La RATP et un sous-traitant ont-ils exposé des ouvriers voire des usagers à l’amiante ? Une juge d’instruction enquête depuis octobre après la plainte d’un ouvrier qui estime avoir été mis en danger pendant 20 ans lors de travaux nocturnes de réfection des stations du métro parisien.
Depuis le 12 octobre, une information judiciaire au pôle santé publique du Tribunal judiciaire de Paris est ouverte pour « mise en danger d’autrui » et « emploi de travailleur dont l’activité l’expose aux rayonnements ionisants sans évaluation des risques conforme » ni « respect des règles de prévention », a confirmé le parquet de Paris à l’AFP.
En 2014, l’Institut français de veille sanitaire évoquait 100.000 morts possibles d’ici 2050. Principale inquiétude de Pascal, la présence de fibres d’amiante sur son bleu de travail, « lavé avec les affaires des enfants ». « Je me dis, je les ai peut-être tués indirectement sans le savoir », ajoute-t-il, les larmes aux yeux. D’après lui, certains de ses collègues « ne sont pas bien. Ils ont peur. Ils savent ».
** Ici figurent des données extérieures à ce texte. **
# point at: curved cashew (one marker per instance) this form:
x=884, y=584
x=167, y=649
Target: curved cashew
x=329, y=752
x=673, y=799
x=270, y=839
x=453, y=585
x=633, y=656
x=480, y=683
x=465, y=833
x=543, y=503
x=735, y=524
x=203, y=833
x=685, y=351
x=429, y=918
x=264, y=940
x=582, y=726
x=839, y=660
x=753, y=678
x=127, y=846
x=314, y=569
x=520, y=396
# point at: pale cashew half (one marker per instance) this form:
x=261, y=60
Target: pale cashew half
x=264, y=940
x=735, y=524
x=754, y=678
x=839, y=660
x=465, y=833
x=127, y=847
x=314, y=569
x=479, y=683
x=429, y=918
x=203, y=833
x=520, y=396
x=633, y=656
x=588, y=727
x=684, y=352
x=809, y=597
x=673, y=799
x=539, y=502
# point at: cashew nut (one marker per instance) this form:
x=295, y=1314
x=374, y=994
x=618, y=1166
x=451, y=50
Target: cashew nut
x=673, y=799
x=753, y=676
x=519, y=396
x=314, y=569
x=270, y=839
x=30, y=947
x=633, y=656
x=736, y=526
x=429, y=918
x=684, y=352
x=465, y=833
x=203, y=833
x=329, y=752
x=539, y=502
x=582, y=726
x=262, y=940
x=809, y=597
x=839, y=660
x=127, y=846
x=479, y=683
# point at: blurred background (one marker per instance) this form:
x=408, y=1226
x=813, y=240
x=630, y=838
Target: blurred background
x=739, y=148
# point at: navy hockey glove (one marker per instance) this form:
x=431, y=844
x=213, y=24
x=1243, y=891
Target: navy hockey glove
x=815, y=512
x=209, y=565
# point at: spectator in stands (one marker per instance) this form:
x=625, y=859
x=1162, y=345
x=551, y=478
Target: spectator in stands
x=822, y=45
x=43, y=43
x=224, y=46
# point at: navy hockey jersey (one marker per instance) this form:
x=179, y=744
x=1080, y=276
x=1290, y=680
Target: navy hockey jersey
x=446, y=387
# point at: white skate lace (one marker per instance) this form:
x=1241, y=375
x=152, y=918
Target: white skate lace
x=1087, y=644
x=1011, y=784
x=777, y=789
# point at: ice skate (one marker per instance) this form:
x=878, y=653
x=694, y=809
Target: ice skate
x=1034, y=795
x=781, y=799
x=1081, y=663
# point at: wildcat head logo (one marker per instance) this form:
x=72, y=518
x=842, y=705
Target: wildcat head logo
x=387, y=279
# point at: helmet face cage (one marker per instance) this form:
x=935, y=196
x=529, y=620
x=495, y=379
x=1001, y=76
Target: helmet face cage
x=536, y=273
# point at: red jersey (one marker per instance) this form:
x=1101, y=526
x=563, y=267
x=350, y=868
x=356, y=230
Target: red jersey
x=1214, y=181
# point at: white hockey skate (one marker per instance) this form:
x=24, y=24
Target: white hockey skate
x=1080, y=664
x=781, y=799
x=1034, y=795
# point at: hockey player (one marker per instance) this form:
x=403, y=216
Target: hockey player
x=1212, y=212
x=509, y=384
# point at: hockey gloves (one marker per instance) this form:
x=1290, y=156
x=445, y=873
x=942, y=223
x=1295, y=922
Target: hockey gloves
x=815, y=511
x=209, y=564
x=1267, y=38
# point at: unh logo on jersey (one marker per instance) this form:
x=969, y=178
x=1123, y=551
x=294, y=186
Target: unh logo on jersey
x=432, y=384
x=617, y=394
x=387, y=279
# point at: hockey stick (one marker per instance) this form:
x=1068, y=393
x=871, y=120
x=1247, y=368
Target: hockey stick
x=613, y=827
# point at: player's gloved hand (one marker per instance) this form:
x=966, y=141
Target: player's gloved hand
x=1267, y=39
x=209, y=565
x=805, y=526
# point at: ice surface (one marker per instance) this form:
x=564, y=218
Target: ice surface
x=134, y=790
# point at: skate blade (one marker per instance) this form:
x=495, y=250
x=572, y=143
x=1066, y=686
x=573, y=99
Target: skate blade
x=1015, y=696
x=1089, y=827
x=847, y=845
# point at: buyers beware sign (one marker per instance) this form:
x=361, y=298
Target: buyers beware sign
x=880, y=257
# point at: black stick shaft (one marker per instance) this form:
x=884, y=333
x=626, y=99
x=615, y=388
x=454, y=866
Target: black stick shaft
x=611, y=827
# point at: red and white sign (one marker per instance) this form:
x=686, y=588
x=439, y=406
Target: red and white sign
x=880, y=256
Des « nuages de poussière » contenant de l’amiante
Pascal (prénom modifié), embauché chez ERI en 2001 et en arrêt de travail depuis 2020, a été entendu début décembre. Début février, cet ouvrier de 39 ans devenu chef d’équipe a raconté à l’AFP son travail nocturne sur le réseau électrique des emblématiques stations : « On casse tout à la masse et au burin, on enlève tout ce qui est ancien câbles, ancien appareillage, armoires électriques, puis on repasse tout à neuf ». Il affirme avoir travaillé peu ou prou sans équipement de protection respiratoire pendant 20 ans, et n’avoir été informé de la présence d’amiante dans les réseaux électriques du métro qu’il démantibulait que fin 2015. Malgré l’apparition cette année-là du « risque amiante » sur sa fiche de poste, l’équipement de protection complet continue selon lui à être rarissime, et aucune mesure de confinement des zones sous travaux n’est mise en place.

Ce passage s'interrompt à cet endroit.